По достижении патологического образования производят трав-матизацию его путем маятникообразных движении кончиком катетера (взад-вперед несколько раз). Одновременно канюлю катетера соединяют с ловушкой, в которой с помощью электроотсоса создают вакуум. После выполнения катетеризации катетер извлекают и промывают физиологическим раствором. Собранный таким образом в ловушке патологический материал направляют на цитологическое и бактериологическое исследование. Опасность геморрагии после катетеризации оценивается бронхоскопически с аспирацией крови до полного удаления и прекращения этого явления, характерного для диагностической катетербиопсии.

Экстубацию производят после восстановления самостоятельного дыхания больного.

Трансбронхиальная игловая пункция интраторакальных лимфатических узлов. Метод трансбронхиалыюй игловой пункции интраторакальных лимфатических узлов используют для диагностической расшифровки патологических изменений, возникающих непосредственно в лимфатических узлах средостения первично или вторично (например, при метастазах рака).

Метод применим в комплексе бронхологического исследования больного. Инструментами служат специальные иглы длиной 55— 60 см и диаметром от 1 до 2 мм и шприц Жане или 20-граммовый. Иглы должны иметь мандрен со срезом, соответствующим срезу иглы. Во время бронхоскопии визуально намечают наиболее выгодную точку для пункции: для бифуркационных лимфатических узлов — по внутреннему скату правого главного бронха на расстоянии 1—1,5 см от карины или непосредственно в карину (ближе кзади); для бронхо-пульмональных — ниже отхождения долевых бронхов на 2—3 мм несколько кпереди.

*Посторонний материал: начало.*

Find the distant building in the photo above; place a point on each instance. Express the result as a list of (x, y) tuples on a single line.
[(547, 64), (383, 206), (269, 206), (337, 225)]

После прокола стенки брОнха мандрен извлекают и иглу погружают до 2—3 см при пункции лимфатических узлов бифуркации трахеи и до 1,5 см при пункции лимфатических узлов, локализованных в области отхождения долевых бронхов. Подсоединение шприца позволяет создавать значительное разрежение в игле и тем самым способствовать забору и извлечению морфологического субстрата лимфатического узла. Место пункции обрабатывают нитратом серебра. При пункции, как правило, отмечается умеренная кровоточивость из места прокола, купирующаяся самостоятельно. Полученный материал выдувают на предметное стекло.

Метод трансбронхиальной пункции интраторакальных лимфатических узлов позволяет морфологически (при цитологическом исследовании окрашенного материала) в сомнительных случаях подтверждать диагноз туберкулеза, саркоидоза, лимфогранулематоза, рака легкого, сопровождающегося метастазами в лимфатические узлы — бронхопульмональные или бифуркационные.

О диагностической ценности метода трансбронхиалыюй пункции свидетельствуют 30—70 и даже 90% позитивных находок в зависимости от техники выполнения, выраженности поражения лимфатического аппарата средостения и других факторов.